Due: 11:59pm Thursday, April 16

This is the repository for assignment 2. It contains the following files:

  • .gitignore - tells git to ignore certain kinds of files. This prevents you from submitting the auxiliary files created when producing LaTeX documents.
  • README.md - the text you are currently reading.
  • A3.tex LaTeX source for the writeup.
  • A3.pdf assignment text compiled from tex. Please replace with your solutions. Feel free to use Weave.jl
  • Project.toml packages for the Julia environment.
  • vae.jl starter code for assignment in Julia.
  • example_flux_model.jl code which illustrates how to use Flux.jl

Submitting with Github Classroom

If you are a registered student in the course, you will receive a link to accept this assignment which will git clone this repository through GitHub Classroom.

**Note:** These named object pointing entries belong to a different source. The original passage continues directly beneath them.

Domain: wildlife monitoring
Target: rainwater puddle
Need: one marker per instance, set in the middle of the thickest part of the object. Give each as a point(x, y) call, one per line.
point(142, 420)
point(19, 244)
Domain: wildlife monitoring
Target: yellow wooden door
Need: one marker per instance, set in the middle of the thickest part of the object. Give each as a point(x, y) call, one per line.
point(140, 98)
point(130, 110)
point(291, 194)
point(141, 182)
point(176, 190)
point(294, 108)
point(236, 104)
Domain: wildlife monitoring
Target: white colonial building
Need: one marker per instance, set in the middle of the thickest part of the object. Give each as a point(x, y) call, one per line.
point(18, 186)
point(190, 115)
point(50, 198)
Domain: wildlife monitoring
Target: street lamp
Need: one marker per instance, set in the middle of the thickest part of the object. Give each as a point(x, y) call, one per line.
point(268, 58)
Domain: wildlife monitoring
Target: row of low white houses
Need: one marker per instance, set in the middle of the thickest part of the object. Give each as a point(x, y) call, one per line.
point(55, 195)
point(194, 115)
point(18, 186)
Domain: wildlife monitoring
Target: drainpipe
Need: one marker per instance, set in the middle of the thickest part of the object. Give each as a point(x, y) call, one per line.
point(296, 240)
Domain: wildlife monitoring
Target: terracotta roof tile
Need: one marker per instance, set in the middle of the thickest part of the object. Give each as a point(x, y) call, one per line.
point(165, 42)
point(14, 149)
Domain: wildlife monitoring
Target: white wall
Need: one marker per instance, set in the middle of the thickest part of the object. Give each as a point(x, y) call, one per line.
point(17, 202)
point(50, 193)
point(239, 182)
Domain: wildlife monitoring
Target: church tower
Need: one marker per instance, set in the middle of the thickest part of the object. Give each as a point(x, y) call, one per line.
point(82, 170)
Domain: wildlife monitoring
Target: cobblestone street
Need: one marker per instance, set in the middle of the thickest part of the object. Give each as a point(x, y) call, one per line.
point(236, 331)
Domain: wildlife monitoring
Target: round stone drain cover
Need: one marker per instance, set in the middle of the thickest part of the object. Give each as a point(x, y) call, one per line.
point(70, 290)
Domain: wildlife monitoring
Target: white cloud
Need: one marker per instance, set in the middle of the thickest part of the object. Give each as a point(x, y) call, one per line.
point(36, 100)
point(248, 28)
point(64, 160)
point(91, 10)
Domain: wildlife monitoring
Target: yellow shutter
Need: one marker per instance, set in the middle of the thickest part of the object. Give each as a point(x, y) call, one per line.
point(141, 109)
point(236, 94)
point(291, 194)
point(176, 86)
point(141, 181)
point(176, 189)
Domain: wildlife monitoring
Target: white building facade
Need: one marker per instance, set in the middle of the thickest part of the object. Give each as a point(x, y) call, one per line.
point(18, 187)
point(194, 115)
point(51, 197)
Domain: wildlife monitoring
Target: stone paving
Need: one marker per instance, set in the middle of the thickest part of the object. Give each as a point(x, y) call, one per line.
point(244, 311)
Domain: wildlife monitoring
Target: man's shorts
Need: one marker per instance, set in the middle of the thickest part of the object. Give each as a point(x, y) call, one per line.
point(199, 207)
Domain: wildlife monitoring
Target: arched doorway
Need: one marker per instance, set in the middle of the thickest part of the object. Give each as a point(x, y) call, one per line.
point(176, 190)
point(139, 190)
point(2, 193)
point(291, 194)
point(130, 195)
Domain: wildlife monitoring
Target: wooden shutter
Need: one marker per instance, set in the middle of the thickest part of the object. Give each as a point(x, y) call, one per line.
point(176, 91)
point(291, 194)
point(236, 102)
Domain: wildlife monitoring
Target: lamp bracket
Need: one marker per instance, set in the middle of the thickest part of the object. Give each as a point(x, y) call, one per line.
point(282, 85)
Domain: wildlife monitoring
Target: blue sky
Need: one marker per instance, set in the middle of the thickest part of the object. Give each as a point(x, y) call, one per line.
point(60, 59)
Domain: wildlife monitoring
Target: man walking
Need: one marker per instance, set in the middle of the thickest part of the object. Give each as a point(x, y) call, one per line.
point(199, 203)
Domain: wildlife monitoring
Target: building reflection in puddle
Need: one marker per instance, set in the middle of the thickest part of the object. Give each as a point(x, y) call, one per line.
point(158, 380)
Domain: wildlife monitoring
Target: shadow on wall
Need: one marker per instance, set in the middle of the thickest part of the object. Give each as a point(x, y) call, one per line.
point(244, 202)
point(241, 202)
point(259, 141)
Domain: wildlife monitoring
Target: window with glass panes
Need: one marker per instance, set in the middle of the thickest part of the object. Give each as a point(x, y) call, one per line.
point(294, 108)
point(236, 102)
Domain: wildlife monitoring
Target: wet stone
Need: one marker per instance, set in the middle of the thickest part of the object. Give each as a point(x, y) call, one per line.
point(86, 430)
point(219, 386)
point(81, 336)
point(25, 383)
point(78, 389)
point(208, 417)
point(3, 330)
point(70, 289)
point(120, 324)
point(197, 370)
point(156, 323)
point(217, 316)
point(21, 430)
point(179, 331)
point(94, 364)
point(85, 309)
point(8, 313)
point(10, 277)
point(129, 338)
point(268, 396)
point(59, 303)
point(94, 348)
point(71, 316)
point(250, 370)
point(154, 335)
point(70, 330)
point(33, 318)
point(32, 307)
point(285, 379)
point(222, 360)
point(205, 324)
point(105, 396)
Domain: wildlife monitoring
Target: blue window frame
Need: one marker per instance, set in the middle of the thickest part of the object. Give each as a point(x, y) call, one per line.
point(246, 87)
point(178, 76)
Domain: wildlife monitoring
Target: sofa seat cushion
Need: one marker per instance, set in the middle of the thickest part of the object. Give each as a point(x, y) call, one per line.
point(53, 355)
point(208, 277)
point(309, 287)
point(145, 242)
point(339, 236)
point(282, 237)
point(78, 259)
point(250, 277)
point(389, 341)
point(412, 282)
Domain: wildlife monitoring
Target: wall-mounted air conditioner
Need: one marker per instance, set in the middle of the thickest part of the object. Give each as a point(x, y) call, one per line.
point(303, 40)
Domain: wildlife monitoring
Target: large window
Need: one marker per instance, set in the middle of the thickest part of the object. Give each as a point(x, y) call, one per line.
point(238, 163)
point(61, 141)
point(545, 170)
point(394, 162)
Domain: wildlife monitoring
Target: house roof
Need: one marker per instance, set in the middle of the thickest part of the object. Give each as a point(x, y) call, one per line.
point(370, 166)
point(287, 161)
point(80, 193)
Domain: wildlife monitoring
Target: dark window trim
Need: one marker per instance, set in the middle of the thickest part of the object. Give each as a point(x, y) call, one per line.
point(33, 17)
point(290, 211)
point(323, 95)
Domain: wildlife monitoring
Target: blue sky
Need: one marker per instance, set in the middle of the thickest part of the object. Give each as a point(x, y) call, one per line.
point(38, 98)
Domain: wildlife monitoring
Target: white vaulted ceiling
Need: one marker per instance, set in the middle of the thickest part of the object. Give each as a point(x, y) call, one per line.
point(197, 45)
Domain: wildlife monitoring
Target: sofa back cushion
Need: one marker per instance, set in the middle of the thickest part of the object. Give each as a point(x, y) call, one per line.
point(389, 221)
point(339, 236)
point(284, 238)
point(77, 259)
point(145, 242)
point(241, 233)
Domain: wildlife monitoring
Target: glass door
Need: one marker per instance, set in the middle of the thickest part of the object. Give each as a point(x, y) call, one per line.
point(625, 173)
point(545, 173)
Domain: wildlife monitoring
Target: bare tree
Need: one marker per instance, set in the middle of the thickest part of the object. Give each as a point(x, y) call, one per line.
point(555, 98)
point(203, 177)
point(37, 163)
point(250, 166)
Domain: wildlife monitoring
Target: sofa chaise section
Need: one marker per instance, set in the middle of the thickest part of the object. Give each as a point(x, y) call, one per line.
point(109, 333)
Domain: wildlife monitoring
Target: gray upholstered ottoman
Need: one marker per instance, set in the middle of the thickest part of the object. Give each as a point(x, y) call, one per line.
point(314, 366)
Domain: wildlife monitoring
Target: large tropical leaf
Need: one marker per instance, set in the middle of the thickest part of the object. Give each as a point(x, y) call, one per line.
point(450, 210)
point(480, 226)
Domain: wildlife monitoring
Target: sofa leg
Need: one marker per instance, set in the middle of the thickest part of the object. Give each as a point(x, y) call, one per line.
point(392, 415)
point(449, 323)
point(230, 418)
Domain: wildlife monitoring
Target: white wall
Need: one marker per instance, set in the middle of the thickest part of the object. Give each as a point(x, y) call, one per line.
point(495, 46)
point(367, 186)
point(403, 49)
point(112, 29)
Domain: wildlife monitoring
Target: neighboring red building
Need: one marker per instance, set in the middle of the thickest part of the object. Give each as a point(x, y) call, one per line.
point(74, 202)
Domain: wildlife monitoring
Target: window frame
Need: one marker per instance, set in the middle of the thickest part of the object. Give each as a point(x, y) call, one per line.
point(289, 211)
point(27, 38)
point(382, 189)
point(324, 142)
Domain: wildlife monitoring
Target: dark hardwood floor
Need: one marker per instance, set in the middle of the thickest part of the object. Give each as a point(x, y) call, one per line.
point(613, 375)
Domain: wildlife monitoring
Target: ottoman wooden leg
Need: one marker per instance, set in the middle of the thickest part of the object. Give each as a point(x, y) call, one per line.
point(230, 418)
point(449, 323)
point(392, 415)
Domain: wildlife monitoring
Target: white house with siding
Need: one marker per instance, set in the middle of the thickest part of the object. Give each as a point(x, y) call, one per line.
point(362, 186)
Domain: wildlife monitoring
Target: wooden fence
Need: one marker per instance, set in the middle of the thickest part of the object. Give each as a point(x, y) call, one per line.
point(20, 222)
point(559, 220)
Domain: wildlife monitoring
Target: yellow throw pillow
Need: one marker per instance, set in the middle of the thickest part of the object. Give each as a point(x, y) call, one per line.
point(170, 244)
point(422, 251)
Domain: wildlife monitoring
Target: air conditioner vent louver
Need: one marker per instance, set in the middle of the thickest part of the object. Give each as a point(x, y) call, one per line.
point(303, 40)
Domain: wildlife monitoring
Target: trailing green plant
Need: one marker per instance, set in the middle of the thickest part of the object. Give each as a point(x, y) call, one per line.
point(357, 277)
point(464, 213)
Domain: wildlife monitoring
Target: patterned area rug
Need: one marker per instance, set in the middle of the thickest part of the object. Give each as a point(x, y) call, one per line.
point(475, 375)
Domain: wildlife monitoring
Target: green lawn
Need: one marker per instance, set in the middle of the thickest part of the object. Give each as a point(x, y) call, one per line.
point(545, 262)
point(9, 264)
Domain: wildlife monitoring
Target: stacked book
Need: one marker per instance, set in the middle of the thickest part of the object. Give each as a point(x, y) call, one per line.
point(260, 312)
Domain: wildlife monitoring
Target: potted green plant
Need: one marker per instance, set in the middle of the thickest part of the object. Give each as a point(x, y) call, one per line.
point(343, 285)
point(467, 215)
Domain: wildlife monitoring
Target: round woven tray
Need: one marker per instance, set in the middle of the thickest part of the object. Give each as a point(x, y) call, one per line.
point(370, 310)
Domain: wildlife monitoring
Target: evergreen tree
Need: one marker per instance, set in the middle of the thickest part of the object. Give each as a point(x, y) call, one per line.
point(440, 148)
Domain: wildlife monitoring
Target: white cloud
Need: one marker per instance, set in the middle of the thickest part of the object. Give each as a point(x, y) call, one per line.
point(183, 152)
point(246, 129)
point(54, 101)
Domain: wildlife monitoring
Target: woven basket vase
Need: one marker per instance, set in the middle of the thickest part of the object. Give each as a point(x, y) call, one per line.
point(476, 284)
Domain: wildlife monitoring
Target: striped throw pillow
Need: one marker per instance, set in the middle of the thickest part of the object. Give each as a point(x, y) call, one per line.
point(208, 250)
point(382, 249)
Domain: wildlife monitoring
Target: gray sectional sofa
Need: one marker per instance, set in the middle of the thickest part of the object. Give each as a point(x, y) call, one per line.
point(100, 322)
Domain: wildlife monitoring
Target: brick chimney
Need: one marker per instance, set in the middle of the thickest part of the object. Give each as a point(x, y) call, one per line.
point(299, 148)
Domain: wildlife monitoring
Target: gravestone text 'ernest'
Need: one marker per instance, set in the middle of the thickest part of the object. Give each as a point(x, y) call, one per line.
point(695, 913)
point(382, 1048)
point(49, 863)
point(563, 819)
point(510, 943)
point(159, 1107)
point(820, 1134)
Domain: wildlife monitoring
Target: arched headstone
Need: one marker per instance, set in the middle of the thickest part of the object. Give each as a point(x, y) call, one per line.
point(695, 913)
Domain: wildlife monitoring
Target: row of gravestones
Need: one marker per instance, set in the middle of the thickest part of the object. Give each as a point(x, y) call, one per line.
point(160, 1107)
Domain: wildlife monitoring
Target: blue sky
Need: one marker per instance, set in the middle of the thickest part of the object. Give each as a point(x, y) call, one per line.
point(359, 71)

If you are registered in the course and did not receive a Github Classroom assignment invitation, contact the instructors!

You will submit your solutions for assessment by using the following git commands in commandline, with git integrated into your editor environment like Atom, or with a dedicated Github application:

  • git status - See what files have been changed, which have been staged (added and ready for a commit), or unstaged and will need to be added.
  • git add - Add all the files you want assessed. Including your .pdf writeup and your source code (.jl, .jmd, or .py)
  • git commit - Saves all the changes that were staged (by git add).
  • git push - Sends your changes off your machine.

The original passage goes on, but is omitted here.